Their grandmother told defence counsel today that while the accused woman stayed in her house on occasion, the younger girl only stayed on one occasion when a younger sibling was born.
She said the two girls did not sleep over together at any time.
When asked by prosecution counsel, Anne Rowland SC, why she did not invite the younger girl to stay over, the woman said that when this child was a baby, her daughter-in-law had told her: “She’s my daughter, not yours.”
She said she did not invite her grand-daughter to stay over, but it was asked of her by the accused woman’s mother.
When asked by defence counsel if she would ever lie under oath in order to help her older grand-daughter, the woman said: “I do not lie and I am telling the truth.”
The accused took the stand last week and denied the allegations, telling the court: “None of it is true.”
She said she never had a sleepover with her cousin apart from one occasion in their aunt’s house, when the aunt stayed in the room with them.
This aunt also gave evidence yesterday and told the court that the only time the two girls had a sleepover was when there was another niece present.
She said she stayed in the room until the three girls were asleep, due to a faulty light.
She agreed with prosecuting counsel that when she first gave a statement to gardaí, she could not recall this sleepover.
The accused woman’s mother also gave evidence yesterday and told the court that the girls did not have sleepovers in each other’s homes.
She said they did not sleep over together in their grandmother’s.
She told the court that she was estranged from her brother – the complainant’s father – for a period of time, but that around the time of the complainant’s communion, she and her sister-in-law agreed the two girls should spend more time together.
She listed a couple of times she brought her niece to the cinema and McDonalds. She said these excursions did not include sleepovers.
When asked if the girls were friends, the mother said: “Not really, no.”
“They were such different kids,” she said. “(My daughter) is very soft and sweet. I’m not saying (the complainant) isn’t. They are very different.”
She said her daughter would “play with the little ones” at family gatherings while the complainant “sat with the adults”.
She said her daughter broke her ipad in 2011 and it was not replaced. When asked if she ever came across anything of a pornographic nature, she said: “No, certainly not.”
She told the court the accused woman had her first boyfriend in 2021.

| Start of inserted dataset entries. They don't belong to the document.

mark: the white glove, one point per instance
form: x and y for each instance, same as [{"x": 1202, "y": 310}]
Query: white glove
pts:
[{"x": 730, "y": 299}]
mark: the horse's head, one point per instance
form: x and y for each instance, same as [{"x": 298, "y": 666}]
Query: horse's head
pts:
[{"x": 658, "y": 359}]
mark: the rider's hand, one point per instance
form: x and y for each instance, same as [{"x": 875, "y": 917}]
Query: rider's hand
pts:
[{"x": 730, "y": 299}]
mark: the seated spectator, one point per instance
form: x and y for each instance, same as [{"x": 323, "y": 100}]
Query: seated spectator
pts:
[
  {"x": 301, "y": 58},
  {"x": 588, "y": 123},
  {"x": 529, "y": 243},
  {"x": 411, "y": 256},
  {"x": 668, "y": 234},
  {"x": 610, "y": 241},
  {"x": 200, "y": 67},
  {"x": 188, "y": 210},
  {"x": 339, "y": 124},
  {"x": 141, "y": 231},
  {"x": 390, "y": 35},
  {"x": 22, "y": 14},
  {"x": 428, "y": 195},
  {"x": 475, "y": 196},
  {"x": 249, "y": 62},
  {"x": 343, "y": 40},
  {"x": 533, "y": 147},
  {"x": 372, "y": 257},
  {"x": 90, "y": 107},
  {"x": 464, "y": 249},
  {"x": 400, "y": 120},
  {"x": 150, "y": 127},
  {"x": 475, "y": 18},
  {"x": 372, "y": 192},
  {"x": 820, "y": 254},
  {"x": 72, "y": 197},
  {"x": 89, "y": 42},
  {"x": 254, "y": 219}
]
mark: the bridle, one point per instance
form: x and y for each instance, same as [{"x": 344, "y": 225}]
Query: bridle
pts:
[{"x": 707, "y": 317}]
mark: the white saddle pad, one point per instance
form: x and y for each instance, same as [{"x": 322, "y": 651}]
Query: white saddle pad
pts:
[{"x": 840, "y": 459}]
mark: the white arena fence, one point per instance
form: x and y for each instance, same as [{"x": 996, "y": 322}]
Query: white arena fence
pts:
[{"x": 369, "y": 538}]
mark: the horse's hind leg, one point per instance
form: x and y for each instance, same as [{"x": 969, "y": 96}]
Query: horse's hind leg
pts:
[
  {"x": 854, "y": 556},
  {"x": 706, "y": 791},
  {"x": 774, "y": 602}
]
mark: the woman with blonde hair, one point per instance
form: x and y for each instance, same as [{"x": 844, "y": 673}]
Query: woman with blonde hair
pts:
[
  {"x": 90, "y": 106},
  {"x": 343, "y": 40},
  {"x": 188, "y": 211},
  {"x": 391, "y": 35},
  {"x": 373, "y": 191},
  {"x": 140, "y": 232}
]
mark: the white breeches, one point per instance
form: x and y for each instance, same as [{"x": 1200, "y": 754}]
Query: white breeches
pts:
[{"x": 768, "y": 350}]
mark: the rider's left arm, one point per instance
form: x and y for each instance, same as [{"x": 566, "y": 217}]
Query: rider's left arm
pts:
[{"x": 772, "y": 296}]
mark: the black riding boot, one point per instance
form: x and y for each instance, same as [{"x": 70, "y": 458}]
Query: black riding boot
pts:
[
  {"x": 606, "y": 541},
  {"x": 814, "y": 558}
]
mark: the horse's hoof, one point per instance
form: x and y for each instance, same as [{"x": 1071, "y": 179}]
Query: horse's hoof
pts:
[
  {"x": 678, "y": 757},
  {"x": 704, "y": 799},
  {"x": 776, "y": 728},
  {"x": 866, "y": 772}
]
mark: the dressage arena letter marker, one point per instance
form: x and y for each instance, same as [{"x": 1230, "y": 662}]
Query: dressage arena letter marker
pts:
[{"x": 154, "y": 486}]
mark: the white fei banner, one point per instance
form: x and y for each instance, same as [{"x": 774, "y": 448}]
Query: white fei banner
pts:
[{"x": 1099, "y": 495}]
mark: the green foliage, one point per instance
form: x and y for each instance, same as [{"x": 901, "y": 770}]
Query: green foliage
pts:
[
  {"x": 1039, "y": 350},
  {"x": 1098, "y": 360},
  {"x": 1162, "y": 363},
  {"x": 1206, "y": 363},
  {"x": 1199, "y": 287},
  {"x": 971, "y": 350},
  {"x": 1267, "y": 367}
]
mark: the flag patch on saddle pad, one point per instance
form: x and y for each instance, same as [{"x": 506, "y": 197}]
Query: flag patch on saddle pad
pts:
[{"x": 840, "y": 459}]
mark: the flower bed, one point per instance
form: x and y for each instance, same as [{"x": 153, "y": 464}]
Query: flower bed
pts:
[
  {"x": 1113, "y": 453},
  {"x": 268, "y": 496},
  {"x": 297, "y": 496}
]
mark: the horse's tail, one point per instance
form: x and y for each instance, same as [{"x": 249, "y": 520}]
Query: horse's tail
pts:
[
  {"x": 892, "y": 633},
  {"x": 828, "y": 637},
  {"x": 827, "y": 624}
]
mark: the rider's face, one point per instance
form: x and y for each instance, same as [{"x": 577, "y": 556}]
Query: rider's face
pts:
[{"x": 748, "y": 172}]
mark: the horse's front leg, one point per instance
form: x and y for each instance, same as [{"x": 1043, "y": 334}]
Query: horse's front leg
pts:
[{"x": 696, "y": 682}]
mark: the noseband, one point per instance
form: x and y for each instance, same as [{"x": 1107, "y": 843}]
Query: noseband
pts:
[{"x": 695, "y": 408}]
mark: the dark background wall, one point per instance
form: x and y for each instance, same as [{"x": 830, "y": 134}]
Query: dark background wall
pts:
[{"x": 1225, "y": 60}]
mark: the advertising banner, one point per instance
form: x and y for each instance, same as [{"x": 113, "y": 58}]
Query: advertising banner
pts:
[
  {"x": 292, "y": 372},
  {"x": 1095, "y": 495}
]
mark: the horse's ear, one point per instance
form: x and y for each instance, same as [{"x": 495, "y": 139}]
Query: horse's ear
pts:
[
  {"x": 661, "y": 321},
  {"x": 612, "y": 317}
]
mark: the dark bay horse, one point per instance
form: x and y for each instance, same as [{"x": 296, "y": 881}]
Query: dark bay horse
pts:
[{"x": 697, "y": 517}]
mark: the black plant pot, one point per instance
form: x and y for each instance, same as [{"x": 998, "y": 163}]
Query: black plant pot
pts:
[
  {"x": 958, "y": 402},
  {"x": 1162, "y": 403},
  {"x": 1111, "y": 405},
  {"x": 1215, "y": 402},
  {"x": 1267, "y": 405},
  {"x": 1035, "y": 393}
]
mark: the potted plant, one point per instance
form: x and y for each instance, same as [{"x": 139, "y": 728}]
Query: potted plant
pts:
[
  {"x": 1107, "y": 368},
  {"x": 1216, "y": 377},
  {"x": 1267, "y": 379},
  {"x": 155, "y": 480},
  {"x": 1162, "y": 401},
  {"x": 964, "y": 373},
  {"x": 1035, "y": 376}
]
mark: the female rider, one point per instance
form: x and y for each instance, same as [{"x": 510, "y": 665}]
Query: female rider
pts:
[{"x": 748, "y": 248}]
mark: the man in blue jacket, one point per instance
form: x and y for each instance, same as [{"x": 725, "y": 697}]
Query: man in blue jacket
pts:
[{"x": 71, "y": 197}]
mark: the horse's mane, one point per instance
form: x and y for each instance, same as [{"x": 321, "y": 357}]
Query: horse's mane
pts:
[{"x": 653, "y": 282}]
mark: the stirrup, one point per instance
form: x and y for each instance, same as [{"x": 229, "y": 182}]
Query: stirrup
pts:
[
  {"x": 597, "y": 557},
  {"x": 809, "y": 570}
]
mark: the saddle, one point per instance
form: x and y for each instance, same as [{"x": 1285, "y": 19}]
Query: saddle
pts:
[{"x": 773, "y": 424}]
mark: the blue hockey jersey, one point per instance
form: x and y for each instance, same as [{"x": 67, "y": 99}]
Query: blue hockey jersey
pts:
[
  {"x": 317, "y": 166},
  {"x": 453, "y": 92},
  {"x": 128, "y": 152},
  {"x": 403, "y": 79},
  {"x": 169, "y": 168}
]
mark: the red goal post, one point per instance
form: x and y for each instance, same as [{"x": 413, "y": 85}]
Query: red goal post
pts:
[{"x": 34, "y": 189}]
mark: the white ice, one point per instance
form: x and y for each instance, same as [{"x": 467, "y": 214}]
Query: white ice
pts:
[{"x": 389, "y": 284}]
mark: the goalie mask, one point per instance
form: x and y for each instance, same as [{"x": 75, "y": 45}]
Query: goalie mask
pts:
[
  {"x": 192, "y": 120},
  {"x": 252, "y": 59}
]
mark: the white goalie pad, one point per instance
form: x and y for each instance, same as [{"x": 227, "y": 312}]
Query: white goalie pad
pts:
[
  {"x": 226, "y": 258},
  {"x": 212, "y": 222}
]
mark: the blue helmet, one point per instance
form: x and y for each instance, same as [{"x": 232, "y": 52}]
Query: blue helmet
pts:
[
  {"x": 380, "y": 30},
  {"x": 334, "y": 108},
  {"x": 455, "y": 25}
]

The mother brought the court through a review of the relevant period in 2017 to 2019 which she had collated and in which she outlined where her daughter was every weekend.
The court heard the accused woman was extremely busy with her chosen sport almost every weekend and during the holidays.

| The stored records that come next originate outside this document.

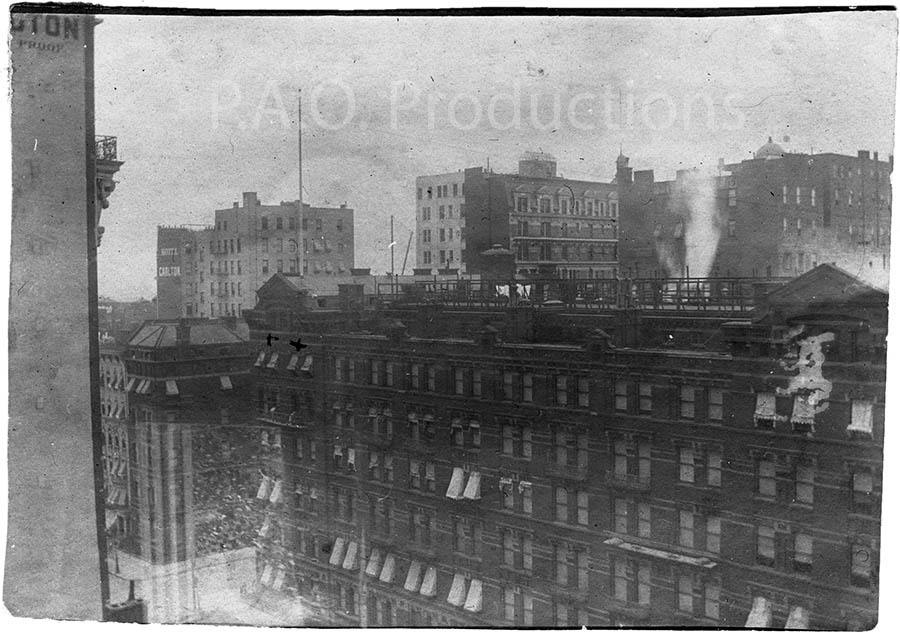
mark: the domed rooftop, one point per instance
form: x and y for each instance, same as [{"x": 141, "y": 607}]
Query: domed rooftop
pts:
[{"x": 769, "y": 150}]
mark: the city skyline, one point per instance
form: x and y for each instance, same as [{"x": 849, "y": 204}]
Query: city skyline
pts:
[{"x": 223, "y": 120}]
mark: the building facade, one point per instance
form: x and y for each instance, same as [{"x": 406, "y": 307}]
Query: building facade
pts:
[
  {"x": 554, "y": 226},
  {"x": 192, "y": 456},
  {"x": 437, "y": 470},
  {"x": 777, "y": 214},
  {"x": 215, "y": 270},
  {"x": 440, "y": 219}
]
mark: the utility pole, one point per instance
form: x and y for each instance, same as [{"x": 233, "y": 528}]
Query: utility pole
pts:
[{"x": 393, "y": 290}]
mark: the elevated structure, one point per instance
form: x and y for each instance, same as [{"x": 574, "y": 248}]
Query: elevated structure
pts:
[{"x": 478, "y": 465}]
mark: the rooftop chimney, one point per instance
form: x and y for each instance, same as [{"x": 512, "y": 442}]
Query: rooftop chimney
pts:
[{"x": 250, "y": 199}]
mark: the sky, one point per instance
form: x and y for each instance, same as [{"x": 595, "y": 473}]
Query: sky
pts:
[{"x": 205, "y": 108}]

The cousins’ mutual uncle also gave evidence for the defence. He is a brother to the accused’s mother and the complainant’s father.
He said he used to have a good relationship with his brother but that relations have since “broken down”. “He cut me off.”

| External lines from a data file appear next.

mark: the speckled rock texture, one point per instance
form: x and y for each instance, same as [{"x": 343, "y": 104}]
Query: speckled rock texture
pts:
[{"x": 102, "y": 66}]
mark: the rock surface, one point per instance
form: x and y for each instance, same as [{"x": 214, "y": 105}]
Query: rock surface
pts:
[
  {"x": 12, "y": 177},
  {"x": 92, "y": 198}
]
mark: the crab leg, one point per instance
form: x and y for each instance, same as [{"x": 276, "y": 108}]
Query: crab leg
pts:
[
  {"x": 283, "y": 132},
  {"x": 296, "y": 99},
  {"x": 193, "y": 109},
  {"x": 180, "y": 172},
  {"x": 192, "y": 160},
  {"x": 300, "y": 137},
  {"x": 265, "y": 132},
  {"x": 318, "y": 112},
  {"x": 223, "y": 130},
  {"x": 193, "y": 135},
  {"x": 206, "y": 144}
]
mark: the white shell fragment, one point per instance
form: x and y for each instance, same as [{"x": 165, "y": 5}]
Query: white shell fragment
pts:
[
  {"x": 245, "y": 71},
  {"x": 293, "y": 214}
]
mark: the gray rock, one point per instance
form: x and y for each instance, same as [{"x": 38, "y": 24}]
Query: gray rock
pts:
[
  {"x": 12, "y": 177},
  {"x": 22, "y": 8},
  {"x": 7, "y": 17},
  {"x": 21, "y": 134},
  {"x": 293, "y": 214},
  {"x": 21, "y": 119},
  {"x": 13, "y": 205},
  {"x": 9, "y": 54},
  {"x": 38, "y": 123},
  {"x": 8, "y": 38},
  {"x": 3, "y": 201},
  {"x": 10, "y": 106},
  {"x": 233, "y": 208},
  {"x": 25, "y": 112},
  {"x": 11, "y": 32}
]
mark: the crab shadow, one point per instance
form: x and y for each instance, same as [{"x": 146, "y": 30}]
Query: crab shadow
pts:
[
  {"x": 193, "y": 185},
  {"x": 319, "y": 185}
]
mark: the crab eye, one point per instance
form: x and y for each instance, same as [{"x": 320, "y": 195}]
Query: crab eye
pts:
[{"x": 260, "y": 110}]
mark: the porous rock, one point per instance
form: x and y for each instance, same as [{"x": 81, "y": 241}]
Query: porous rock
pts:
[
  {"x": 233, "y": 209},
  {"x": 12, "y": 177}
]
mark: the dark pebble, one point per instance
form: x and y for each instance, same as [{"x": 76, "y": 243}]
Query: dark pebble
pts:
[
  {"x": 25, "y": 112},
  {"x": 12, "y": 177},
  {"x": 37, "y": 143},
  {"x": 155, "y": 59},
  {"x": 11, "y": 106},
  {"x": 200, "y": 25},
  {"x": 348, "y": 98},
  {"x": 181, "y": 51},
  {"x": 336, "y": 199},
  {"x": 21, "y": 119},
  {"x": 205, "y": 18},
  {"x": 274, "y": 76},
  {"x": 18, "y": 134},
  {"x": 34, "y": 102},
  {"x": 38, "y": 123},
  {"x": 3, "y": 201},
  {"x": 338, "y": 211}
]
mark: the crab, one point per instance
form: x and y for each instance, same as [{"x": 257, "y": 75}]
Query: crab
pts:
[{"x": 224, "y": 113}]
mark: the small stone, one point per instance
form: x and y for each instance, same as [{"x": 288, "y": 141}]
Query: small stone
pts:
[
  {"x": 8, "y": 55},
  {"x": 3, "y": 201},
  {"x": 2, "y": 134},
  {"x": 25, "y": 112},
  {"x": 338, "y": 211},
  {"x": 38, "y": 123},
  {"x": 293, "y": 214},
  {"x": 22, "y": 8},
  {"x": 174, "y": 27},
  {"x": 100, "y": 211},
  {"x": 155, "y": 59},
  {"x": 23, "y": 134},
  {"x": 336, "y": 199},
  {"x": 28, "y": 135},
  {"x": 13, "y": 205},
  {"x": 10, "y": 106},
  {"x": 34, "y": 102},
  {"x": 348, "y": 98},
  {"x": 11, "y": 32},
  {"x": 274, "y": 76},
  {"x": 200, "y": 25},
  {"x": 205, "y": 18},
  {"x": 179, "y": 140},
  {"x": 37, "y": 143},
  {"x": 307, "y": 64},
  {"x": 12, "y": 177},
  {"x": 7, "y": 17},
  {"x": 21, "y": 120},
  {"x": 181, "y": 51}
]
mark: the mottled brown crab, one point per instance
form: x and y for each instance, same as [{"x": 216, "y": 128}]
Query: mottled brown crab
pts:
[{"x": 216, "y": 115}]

He said the cousins were “like chalk and cheese” and “weren’t pals”. He said the complainant’s mother – his sister-in-law – would often “make swipes” at the accused woman and say things that were “very unnecessary for an adult to say about a child”.
When asked why he thought she did this, the uncle replied: “jealousy”.
“Would she make things up?” defence counsel asked, referring to the complainant’s mother. “I would believe so,” the uncle replied.
The uncle rejected a prosecution submission that his assertion that the complainant’s mother was jealous of the accused woman was “nonsense” and an attempt to discredit the child’s mother. “This evidence is not correct, a grown woman being jealous of a child,” Ms Rowland said.
“It’s how it is,” the uncle replied.
Four other family members of both the accused and the complainant also gave evidence for the defence.
The trial continues before Mr Justice Kerida Naidoo and a jury.